During the early weeks of the war, our emergency and trauma units treated both wounded Israeli soldiers and injured Arab civilians — sometimes at the very same time, with Jewish and Arab staff members working side by side. In those moments, as always, their joint mission was to save lives and that is all they focused on.
Such scenes reflect the core of our ethos: that within our walls, there are only patients in need and professionals committed to healing them.
There is no perfect solution — only the choice, which the Hadassah Medical Organization’s leadership and staff made long ago and reinforce every day, to keep showing up and to keep listening to each other, even when our individual perspectives make it extremely difficult.
We believe our experience offers a model for the Jewish communal world, which, like Hadassah’s medical center, is navigating a highly polarized historical moment. In the face of often profound disagreements, not to mention emotional overload and physical exhaustion, leaders, managers and staff are struggling to stay focused on their organizational mission.
What we have learned is that even in a time of unprecedented stress, an organization can maintain an environment of both compassion and professionalism and hold enormous complexity without breaking. What is needed is a unified effort to build intentional spaces for dialogue, an agreement among staff members of good intent and, underlying it all, a mission grounded in the belief in a shared humanity.

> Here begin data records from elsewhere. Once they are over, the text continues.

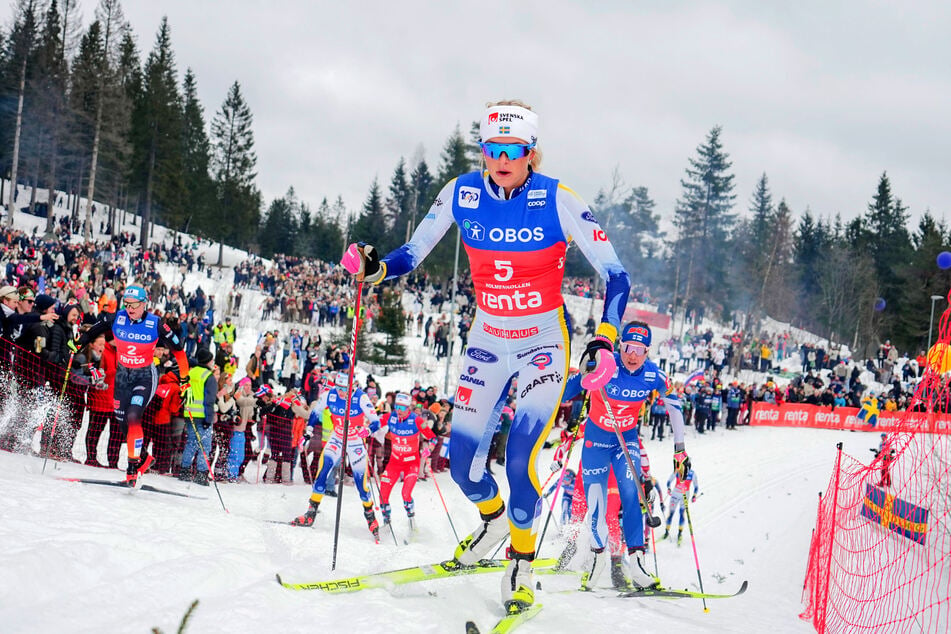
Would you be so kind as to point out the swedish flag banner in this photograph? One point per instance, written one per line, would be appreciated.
(895, 514)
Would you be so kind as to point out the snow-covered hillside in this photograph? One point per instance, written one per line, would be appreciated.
(86, 558)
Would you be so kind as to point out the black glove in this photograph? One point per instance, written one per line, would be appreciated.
(363, 261)
(589, 358)
(372, 272)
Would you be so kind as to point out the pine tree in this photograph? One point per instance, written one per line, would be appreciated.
(454, 162)
(48, 91)
(421, 183)
(19, 47)
(109, 15)
(887, 240)
(392, 324)
(372, 226)
(128, 92)
(280, 225)
(233, 163)
(399, 205)
(199, 190)
(753, 241)
(704, 222)
(810, 244)
(157, 123)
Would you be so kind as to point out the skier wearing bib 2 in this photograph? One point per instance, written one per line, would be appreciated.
(516, 225)
(136, 333)
(632, 384)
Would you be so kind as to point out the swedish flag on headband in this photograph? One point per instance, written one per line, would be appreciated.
(895, 514)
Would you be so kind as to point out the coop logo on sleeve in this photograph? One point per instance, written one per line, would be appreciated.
(463, 395)
(469, 197)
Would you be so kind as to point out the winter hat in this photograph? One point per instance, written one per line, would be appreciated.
(43, 302)
(64, 310)
(135, 293)
(504, 121)
(342, 380)
(637, 333)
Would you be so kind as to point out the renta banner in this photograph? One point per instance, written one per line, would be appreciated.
(820, 417)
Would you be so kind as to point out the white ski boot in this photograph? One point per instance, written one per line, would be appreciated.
(592, 572)
(494, 528)
(637, 570)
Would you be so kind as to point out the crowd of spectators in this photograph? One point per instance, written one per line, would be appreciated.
(53, 288)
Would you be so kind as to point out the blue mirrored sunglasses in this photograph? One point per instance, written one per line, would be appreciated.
(512, 150)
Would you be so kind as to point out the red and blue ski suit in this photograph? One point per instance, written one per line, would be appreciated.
(136, 379)
(601, 450)
(404, 456)
(362, 413)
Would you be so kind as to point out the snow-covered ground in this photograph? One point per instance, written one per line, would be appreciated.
(85, 558)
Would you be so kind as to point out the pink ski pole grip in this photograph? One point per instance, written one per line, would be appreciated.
(352, 260)
(599, 377)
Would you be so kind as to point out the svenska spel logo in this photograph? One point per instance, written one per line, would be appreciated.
(463, 395)
(541, 360)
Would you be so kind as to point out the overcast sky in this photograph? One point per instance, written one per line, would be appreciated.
(821, 96)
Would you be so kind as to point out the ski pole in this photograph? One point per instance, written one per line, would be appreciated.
(651, 519)
(211, 476)
(59, 406)
(554, 498)
(693, 543)
(445, 508)
(261, 441)
(346, 421)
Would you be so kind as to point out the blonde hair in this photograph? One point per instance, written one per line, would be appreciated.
(536, 160)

If a medical center in the heart of Israel operating in the wake of the Oct. 7 attacks and during a time of war can maintain trust among an extremely diverse group of employees, perhaps it can serve as a model for other organizations struggling to heal internal fractures so that they, too, can do the work for which they were created.
Rely Alon is the deputy director for the Division of Nursing and Health Professions and Orit Meridan is the patient and family experience manager at the Hadassah Medical Organization in Jerusalem.